Antisemitismus im Rap "Mein Körper definierter als von Auschwitzinsassen"

"Dieses Album kommt, weil ihr wieder Ansagen braucht." - Kollegah beim Splash-Festival 2017.

(Foto: Max Patzig/imago/Future Image)

Die Rapper Kollegah und Farid Bang und die Frage, ob man wie ein Antisemit reden kann - und trotzdem keiner sein.

Von Jens-Christian Rabe

Der Ethikrat des Bundesverbandes der deutschen Musikindustrie hat gesprochen: Die deutschen Gangster-Rapper Felix Blume alias Kollegah und Farid Hamed El Abdellaoui alias Farid Bang werden mit ihrem Album "Jung Brutal Gutaussehend 3" doch nicht vom größten deutschen Popmusikpreis Echo ausgeschlossen, der am kommenden Donnerstag in Berlin vergeben wird. Insbesondere wegen der Zeile "Mein Körper definierter als von Auschwitzinsassen" aus dem Song "0815" hatten die Bild-Zeitung und RTL in den vergangenen Tagen die Nominierung von "Jung Brutal Gutaussehend 3" als Album des Jahres 2017 heftig kritisiert.

Eine eindrucksvolle Doku im WDR über den Antisemitismus im deutschen Rap tat ihr Übriges. Kollegah, der in der Vergangenheit wegen Textstellen, Videos und einer selbstgedrehten Palästina-Doku schon mehrfach einschlägig im Gespräch war, ist darin einer der zentralen Angeklagten.

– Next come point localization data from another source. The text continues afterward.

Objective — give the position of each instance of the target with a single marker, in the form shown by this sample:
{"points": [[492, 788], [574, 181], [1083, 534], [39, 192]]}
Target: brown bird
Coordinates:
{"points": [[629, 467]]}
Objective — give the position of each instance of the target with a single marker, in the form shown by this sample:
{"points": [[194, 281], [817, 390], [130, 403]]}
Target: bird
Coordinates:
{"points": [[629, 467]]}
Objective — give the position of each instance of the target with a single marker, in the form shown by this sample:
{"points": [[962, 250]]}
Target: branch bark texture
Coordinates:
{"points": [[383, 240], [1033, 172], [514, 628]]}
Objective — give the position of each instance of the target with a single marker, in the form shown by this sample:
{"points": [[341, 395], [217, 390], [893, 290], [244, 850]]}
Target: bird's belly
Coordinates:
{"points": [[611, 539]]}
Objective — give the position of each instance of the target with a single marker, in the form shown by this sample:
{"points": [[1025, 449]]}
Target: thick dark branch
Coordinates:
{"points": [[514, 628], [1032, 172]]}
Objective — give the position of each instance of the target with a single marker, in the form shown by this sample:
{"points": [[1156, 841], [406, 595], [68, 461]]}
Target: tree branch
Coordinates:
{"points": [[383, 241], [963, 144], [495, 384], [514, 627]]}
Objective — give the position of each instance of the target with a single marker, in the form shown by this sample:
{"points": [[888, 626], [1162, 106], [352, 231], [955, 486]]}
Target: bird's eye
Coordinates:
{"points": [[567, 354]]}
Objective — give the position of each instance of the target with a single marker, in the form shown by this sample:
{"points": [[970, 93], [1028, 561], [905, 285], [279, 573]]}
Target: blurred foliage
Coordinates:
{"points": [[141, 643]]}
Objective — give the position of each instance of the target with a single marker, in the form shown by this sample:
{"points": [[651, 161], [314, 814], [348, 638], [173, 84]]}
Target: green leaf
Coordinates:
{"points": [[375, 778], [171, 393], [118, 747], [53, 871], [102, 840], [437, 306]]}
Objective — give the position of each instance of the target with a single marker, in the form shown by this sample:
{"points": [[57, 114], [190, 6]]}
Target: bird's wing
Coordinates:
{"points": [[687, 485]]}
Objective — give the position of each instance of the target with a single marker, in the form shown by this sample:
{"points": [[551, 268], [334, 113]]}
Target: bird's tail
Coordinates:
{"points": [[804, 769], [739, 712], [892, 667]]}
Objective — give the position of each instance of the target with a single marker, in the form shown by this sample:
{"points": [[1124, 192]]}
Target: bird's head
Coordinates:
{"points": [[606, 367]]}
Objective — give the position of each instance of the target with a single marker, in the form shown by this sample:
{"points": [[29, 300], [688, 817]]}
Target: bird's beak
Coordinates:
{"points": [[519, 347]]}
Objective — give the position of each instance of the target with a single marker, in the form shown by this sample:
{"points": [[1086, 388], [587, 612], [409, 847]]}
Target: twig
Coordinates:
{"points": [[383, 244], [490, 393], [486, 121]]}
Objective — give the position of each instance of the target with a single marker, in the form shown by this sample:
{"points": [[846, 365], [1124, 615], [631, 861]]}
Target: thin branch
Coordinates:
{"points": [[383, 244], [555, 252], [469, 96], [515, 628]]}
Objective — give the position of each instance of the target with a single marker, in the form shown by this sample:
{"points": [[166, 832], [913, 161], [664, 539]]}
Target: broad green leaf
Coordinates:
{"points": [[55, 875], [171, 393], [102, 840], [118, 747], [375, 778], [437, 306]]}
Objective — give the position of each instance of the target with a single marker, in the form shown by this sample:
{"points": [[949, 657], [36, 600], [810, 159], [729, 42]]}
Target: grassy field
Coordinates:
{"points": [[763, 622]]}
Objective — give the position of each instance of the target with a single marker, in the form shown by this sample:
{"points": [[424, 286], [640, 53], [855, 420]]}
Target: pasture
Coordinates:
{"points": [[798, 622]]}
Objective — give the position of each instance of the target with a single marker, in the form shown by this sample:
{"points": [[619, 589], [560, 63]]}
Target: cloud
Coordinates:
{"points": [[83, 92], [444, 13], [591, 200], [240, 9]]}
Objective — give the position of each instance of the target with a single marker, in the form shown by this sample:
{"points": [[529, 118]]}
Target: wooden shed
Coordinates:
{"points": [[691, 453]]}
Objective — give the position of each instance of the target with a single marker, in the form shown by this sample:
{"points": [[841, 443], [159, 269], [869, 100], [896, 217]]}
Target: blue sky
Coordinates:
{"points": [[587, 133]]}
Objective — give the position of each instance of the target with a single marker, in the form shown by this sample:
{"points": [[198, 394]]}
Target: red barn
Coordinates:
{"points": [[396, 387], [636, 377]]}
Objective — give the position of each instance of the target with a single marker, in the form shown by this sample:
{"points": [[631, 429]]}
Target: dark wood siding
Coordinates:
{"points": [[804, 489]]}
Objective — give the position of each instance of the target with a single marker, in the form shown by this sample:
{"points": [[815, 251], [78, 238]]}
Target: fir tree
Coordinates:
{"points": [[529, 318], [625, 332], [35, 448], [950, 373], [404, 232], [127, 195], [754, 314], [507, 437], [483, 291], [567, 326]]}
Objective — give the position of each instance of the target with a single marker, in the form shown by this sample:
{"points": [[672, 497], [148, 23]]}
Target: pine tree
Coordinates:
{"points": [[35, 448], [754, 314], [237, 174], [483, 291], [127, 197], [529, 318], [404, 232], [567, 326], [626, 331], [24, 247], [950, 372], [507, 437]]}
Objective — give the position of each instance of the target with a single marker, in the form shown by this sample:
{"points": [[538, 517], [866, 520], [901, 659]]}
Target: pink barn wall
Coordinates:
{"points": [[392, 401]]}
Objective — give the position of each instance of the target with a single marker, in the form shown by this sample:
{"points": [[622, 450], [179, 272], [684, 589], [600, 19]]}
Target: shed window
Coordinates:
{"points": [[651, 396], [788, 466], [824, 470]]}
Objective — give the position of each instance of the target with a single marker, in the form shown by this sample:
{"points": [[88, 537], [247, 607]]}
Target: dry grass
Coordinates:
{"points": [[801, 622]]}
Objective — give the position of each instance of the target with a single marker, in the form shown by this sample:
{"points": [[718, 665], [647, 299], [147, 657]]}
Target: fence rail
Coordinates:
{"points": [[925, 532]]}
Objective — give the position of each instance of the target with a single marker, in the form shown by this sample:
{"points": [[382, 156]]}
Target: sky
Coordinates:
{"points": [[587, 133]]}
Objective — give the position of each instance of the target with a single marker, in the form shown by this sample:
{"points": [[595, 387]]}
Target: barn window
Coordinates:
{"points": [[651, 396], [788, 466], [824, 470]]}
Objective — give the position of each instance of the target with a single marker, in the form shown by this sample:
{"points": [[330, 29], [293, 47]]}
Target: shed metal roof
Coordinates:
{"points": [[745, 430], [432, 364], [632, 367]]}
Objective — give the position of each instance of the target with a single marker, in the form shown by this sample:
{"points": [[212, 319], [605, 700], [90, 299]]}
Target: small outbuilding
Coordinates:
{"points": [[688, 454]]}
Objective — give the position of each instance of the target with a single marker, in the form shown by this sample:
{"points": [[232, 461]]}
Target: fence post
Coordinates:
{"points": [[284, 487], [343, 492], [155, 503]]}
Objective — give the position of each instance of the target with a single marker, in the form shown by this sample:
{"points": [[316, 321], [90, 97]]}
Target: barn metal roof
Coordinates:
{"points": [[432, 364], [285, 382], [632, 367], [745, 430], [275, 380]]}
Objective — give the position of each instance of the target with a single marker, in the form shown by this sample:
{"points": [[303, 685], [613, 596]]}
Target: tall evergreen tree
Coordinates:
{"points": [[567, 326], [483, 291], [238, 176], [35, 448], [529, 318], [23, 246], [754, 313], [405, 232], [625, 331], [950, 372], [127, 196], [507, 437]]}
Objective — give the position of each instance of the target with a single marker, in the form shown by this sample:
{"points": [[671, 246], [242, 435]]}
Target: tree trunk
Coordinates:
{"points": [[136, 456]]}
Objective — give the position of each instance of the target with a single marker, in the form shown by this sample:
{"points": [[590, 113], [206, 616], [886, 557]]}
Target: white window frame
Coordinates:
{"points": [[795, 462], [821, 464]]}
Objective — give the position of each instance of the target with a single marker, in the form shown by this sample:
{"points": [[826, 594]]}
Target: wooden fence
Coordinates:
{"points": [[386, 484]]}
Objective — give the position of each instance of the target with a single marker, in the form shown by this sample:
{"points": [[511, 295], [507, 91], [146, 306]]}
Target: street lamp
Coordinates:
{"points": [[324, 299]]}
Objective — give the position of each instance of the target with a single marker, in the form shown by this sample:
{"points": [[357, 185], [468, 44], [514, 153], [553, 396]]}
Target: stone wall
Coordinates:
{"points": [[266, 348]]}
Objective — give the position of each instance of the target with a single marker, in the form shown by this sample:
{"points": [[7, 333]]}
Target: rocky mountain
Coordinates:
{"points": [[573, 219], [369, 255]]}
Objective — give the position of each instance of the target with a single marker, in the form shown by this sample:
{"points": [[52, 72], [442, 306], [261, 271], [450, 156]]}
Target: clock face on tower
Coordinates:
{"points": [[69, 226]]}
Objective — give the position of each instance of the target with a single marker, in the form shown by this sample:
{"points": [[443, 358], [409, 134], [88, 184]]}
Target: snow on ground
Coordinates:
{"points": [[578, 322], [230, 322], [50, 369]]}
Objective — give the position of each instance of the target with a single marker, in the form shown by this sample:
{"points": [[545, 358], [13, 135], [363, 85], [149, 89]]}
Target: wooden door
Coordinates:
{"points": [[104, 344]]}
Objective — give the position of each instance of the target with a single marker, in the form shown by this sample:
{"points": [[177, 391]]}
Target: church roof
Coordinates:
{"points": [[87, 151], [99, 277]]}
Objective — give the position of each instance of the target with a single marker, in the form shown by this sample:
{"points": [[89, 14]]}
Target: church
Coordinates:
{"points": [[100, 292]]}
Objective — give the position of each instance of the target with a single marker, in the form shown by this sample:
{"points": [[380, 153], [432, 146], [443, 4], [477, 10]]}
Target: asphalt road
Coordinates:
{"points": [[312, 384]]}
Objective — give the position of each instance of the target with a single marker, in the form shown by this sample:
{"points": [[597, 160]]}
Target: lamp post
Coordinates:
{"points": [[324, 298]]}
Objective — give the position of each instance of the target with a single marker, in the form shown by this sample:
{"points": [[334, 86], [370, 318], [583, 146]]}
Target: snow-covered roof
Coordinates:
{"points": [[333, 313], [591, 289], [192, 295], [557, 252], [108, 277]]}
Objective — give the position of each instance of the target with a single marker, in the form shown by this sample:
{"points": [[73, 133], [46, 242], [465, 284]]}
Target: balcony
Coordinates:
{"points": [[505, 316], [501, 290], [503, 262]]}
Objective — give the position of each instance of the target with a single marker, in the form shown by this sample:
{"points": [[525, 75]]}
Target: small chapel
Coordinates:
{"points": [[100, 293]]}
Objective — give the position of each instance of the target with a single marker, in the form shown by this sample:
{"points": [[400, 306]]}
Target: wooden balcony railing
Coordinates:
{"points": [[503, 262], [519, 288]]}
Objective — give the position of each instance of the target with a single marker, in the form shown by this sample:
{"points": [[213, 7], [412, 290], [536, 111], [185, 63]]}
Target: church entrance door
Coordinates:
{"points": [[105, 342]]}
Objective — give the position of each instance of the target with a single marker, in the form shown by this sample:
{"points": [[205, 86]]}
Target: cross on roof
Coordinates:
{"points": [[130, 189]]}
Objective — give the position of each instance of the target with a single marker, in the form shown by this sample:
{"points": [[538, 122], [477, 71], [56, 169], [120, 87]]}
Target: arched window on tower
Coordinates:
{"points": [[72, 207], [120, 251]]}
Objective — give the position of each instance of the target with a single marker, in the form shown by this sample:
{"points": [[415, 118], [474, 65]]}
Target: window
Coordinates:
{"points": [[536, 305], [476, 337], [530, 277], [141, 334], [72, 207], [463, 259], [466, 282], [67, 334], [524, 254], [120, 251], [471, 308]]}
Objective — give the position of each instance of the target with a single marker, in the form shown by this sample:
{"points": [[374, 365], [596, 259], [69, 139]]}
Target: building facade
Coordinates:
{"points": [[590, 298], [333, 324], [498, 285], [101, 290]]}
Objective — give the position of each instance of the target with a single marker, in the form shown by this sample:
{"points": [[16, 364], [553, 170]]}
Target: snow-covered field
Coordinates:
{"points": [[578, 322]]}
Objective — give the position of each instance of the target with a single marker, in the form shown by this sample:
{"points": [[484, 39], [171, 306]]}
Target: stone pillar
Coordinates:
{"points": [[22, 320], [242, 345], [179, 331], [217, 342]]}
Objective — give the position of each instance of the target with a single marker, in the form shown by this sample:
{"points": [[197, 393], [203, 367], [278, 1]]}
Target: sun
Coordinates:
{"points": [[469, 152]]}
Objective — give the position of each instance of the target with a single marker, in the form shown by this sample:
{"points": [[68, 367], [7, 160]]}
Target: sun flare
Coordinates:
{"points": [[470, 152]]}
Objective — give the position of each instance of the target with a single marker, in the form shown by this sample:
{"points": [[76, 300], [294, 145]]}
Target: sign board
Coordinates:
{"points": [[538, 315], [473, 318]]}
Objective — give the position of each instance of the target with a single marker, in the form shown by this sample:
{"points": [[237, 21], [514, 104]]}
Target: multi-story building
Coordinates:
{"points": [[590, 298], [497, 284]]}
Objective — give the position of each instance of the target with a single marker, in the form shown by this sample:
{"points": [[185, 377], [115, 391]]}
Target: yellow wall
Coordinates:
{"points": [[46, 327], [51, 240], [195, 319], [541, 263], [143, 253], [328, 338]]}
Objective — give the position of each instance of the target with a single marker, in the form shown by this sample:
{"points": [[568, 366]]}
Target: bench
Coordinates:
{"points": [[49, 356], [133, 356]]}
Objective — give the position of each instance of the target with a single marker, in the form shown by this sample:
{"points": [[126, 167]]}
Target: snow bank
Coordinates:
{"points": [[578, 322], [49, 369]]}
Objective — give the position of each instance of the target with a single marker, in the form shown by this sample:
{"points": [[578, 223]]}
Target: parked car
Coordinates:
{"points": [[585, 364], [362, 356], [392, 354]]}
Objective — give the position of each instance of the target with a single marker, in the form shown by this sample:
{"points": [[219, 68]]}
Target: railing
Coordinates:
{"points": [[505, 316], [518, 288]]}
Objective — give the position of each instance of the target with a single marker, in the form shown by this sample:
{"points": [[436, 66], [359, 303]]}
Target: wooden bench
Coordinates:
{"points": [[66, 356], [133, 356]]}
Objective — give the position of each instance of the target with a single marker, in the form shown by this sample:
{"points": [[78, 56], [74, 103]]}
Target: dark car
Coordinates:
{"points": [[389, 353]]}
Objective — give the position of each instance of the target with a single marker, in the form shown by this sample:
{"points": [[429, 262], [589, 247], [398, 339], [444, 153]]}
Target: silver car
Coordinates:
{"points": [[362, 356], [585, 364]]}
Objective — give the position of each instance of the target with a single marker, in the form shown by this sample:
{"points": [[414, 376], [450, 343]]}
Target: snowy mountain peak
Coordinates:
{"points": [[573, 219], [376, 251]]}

Der Ethikrat vermied nun einen Eklat und versuchte die Quadratur des Kreises: Man sehe die "künstlerische Freiheit nicht so wesentlich übertreten, dass ein Ausschluss gerechtfertigt wäre", das Album sei aber ein "Grenzfall": "Die Wortwahl einiger Texte als Stilmittel des Battle-Raps zu verharmlosen, lehnen wir ab und möchten unsere deutliche Missbilligung gegenüber der Sprache und den getroffenen Aussagen unterstreichen."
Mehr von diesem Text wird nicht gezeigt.